The ancient art of clapping has been a staple of our demonstrative appreciation since man first took to the stage. When bearing witness to events of an impressive magnitude, it is unfathomable as to how one can resist the urge to viciously mash one’s hands together in a fit of animalistic ecstasy.
One modern manifestation of this ancient art arises in a setting that is all too familiar with students – the end of a lecture. The Whip caught up with one student, Dan Cunningham, who told us about his ‘clappreciation’ and how the lecture hall is just his first step on a path to something more.

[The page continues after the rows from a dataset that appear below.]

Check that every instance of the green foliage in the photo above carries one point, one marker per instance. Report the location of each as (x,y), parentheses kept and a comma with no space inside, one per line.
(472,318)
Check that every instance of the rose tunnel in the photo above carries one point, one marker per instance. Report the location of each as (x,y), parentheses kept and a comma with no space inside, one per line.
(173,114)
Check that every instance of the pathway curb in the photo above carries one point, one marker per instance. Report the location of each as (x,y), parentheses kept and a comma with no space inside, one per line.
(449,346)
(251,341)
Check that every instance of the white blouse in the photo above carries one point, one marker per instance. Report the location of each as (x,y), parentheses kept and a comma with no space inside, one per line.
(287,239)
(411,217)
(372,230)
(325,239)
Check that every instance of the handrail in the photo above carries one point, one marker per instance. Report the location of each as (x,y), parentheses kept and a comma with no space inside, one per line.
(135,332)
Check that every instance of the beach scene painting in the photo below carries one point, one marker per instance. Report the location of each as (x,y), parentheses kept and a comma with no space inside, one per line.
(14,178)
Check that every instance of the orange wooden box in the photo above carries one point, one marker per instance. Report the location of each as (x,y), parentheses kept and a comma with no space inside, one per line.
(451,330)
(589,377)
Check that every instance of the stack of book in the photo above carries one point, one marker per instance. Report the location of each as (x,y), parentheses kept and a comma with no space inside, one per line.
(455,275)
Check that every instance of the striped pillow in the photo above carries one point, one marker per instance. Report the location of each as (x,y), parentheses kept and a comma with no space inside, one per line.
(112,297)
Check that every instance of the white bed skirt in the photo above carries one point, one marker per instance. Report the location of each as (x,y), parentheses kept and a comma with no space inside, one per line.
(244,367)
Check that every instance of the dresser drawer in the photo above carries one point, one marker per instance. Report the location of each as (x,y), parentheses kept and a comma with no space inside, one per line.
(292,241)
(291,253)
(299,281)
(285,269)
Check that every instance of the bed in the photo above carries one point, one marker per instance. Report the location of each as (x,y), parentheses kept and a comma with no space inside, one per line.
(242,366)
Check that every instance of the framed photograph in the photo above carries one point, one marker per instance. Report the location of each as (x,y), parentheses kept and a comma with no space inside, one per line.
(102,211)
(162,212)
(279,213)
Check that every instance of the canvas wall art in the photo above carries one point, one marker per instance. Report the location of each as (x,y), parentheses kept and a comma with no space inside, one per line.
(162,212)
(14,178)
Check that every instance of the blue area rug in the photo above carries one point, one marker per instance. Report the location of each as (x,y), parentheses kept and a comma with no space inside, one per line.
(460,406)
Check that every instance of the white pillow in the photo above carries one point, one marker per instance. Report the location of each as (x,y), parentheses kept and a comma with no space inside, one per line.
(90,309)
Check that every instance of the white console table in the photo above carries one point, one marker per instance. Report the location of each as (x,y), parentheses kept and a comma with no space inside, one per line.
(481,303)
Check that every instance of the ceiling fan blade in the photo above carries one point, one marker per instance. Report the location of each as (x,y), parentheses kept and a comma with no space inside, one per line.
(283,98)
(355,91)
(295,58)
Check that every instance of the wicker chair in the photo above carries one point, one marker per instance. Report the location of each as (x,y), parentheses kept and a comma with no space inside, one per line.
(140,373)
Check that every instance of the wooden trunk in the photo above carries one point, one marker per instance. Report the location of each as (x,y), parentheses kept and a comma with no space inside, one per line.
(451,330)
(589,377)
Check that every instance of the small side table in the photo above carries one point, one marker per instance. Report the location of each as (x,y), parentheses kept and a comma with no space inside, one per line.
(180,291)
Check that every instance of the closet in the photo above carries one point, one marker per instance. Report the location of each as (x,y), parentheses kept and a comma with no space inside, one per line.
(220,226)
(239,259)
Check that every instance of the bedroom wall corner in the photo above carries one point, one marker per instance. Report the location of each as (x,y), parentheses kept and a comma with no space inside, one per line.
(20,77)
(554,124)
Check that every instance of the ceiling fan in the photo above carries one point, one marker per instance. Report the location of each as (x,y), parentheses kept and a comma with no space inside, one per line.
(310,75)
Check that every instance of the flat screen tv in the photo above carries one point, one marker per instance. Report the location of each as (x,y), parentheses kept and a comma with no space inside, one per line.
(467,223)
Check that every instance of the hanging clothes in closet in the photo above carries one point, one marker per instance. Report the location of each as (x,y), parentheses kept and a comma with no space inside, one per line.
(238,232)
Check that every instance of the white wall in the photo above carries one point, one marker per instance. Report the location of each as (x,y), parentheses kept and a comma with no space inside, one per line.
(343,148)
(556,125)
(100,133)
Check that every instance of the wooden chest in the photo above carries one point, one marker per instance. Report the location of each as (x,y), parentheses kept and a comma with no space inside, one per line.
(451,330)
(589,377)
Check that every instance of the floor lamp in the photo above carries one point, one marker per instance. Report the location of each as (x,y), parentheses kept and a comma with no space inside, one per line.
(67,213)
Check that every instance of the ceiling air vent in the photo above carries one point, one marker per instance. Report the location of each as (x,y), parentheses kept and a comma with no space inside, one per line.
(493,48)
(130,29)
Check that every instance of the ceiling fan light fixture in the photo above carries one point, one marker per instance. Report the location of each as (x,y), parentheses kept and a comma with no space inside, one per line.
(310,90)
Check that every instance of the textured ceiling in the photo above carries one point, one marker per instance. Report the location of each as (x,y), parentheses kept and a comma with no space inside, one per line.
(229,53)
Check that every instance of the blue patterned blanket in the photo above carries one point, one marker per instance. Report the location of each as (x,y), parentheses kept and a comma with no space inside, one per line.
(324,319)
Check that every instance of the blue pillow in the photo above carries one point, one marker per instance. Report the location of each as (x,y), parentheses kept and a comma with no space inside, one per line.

“I feel it’s important to let the lecturer know that they’re doing a good job you know?” claimed Dan. He later went on to express the necessity of the clap in a time of ‘great anti-clapping sentiment’.
To understand where Dan’s passion for clapping arose from, The Whip approached his close family. In a brief discussion with Dan’s mother, she revealed how his father incited this passion into Dan from an early age.
“Dan’s father believes that appreciating the little things in life is the key to happiness, from a pointless answer on the hit telly show Pointless, to the landing of a Boeing 747, we should strive to relish in the appreciation of it all.”
Dan later explicated how he wished to follow his father’s philosophy, hoping one day to celebrate the landing of a plane in the only way he knows how.